Half of the samples or each lot were exposed to oxygen by piercing the overpouch using a 21 G needle to create a pinhole. The all these indicators in these exposed samples then turned blue.

All of the samples were divided and stored in controlled climatic rooms. One of the rooms was maintained at 25° C., and 40% relative humidity, a second room was maintained at 30° C., 35% relative humidity, and a third room was maintained at 40° C., 25% relative humidity. These rooms were maintained at these conditions with a tolerance of ±2° C. for temperature and ±5% for relative humidity. Samples maintained at 40° C. were tested at 0, 2, 4, 6 months and samples in the 25° C. and 30° C. rooms were tested at 0, 2, 4, 6, 9, 12, 15, months for each storage condition. The samples were visually inspected and categorized at the closest Pantone® reference via the Pantone® formula guide—solid coated (second edition 2004) for each period and at each temperature. At each testing period a subset of the stored samples was selected from the exposed lots and the unexposed lots from each room. The indicator from the exposed lot was examined to determine whether the indicator still indicated the presence of oxygen by displaying a blue color. The non-exposed samples were initially examined to determine if the indicator still indicated the absence of oxygen, then the overpouch was pierced with the 21 G needle to allow oxygen to flow into the overpouched product and the indicators were observed for a color shift sufficient to show the presence of oxygen.

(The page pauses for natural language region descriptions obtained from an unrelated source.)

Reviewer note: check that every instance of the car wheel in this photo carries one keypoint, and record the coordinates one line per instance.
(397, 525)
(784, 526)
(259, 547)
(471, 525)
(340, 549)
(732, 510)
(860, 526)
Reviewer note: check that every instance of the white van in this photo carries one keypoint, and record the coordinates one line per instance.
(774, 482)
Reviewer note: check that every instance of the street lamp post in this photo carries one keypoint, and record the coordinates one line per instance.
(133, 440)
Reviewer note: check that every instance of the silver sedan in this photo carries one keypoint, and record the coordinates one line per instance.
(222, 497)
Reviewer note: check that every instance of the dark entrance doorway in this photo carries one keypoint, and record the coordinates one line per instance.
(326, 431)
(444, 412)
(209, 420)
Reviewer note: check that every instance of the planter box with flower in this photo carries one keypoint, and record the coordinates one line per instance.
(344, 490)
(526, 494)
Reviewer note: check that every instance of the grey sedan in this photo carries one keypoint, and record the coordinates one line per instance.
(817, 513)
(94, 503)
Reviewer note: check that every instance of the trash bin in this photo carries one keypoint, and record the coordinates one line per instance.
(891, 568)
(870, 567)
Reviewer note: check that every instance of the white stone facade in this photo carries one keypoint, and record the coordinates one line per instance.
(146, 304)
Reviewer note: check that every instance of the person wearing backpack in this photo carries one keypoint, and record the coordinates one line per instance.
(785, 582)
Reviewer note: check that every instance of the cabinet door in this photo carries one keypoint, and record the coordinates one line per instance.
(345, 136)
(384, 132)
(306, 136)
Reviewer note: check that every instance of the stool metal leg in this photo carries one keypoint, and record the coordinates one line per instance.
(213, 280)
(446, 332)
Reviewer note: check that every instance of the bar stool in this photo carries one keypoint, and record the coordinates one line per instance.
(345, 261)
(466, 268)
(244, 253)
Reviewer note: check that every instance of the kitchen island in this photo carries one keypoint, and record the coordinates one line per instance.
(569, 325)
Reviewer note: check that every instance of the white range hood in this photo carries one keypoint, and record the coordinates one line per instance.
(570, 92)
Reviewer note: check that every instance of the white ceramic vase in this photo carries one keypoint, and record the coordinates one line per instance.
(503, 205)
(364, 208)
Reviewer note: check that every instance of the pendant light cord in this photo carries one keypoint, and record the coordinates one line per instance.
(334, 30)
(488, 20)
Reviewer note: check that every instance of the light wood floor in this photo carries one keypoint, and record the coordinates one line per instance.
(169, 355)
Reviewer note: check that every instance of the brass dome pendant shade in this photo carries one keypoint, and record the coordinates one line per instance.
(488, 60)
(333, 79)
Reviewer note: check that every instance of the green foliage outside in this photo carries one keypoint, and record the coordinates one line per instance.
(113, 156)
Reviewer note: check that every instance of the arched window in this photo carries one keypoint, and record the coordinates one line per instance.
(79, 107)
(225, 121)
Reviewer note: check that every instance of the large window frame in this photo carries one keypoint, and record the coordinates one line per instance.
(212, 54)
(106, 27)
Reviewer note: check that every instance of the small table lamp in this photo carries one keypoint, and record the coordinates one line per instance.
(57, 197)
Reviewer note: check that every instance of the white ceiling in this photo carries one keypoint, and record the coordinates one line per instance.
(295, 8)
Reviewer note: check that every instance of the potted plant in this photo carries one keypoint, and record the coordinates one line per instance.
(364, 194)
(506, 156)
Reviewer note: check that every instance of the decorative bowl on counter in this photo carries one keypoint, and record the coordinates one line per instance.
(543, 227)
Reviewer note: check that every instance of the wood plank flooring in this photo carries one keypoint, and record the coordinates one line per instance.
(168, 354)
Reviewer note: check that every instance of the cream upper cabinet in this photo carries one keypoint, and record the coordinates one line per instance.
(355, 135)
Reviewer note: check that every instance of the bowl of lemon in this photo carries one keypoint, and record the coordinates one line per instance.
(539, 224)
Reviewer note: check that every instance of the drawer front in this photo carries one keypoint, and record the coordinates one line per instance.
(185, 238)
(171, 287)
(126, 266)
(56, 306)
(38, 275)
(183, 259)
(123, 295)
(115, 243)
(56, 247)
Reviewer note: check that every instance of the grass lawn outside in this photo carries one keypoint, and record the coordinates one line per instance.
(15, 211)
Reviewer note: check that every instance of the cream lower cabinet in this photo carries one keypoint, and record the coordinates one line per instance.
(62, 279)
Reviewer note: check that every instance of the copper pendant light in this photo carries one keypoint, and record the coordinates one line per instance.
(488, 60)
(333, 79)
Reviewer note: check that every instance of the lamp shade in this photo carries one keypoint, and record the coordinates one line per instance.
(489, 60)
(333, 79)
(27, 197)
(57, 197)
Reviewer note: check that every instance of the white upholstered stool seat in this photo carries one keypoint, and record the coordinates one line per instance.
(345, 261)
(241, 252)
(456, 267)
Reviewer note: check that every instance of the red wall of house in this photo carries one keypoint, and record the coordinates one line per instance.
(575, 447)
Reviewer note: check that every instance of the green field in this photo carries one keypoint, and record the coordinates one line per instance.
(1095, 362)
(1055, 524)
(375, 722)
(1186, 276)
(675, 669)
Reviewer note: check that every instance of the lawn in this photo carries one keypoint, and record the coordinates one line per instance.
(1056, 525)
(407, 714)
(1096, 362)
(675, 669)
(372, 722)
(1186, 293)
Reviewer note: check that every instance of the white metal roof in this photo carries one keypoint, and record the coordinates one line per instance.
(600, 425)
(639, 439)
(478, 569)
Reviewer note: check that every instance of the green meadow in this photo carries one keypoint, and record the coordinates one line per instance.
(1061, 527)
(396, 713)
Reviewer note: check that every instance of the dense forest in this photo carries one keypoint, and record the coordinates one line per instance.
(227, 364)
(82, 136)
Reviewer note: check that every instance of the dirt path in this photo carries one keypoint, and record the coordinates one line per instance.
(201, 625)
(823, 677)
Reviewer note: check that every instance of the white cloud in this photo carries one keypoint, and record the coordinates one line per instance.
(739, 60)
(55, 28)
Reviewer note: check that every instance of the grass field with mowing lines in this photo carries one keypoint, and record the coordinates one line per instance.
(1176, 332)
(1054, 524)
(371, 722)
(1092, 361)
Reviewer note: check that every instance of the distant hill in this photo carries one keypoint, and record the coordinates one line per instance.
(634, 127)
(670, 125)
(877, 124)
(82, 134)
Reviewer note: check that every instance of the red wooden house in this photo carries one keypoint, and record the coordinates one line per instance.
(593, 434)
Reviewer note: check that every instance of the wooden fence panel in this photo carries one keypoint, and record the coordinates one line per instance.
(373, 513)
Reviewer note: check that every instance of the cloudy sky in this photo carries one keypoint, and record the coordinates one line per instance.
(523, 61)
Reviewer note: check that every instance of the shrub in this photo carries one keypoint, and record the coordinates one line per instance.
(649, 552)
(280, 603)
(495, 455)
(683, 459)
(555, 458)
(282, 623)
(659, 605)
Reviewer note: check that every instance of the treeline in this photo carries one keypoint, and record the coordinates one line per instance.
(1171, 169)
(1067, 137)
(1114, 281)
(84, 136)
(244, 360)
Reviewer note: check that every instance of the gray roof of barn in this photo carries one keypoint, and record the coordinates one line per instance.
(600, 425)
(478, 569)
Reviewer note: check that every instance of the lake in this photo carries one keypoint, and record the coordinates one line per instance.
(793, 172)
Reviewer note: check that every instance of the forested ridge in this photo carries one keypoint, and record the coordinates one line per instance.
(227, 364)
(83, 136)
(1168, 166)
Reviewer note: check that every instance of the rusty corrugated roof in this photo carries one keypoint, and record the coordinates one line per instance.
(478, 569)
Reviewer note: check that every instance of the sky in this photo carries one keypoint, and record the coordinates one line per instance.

In summary, at 40 C and 6 months all of the samples of oxygen indicators performed as desired. All of the exposed samples continued to display a bluish color sufficient to indicate the presence of oxygen. All of the non-exposed samples displayed the yellowish color to indicate the absence of oxygen. When the overpouch was pierced, all of the now exposed, non-exposed samples changed to the bluish color sufficient to indicate the presence of oxygen. After 6 months the testing at 40 C was concluded.

The results are shown inFIGS. 16, 17 and18. which indicate the reduced color of the oxygen units, did not vary significantly after 6 months storage under any of the storage conditions tested.

After sterilization two units per formulation per sterilization cycle (8 units total) were exposed to constant illumination of 2000 lux with TL tube (tube daylight) for 30 days at 25° C., using a light box. The Pantone® references are shown inFIG. 20 which indicate the formulations were not deteriorated by light exposure.

A pinhole was pierced in the overpouch using a 21 G needle of all the units including the illuminated units. All units turned blue after puncturing within 1 to 67 hours. The closest Pantone® reference was estimated at each temperature and period and the results for each temperature and period are shown inFIGS. 20, 21,22 which indicate the oxidized color of the oxygen units, did not vary significantly after 6 months storage under any of the storage conditions tested.

From the foregoing, it will be observed that numerous variations and modifications may be effected without departing from the spirit and scope of the invention. It is to be understood that no limitation with respect to the specific apparatus illustrated herein is intended or should be inferred. It is, of course, intended to cover by the appended claims all such modifications as fall within the scope of the claims.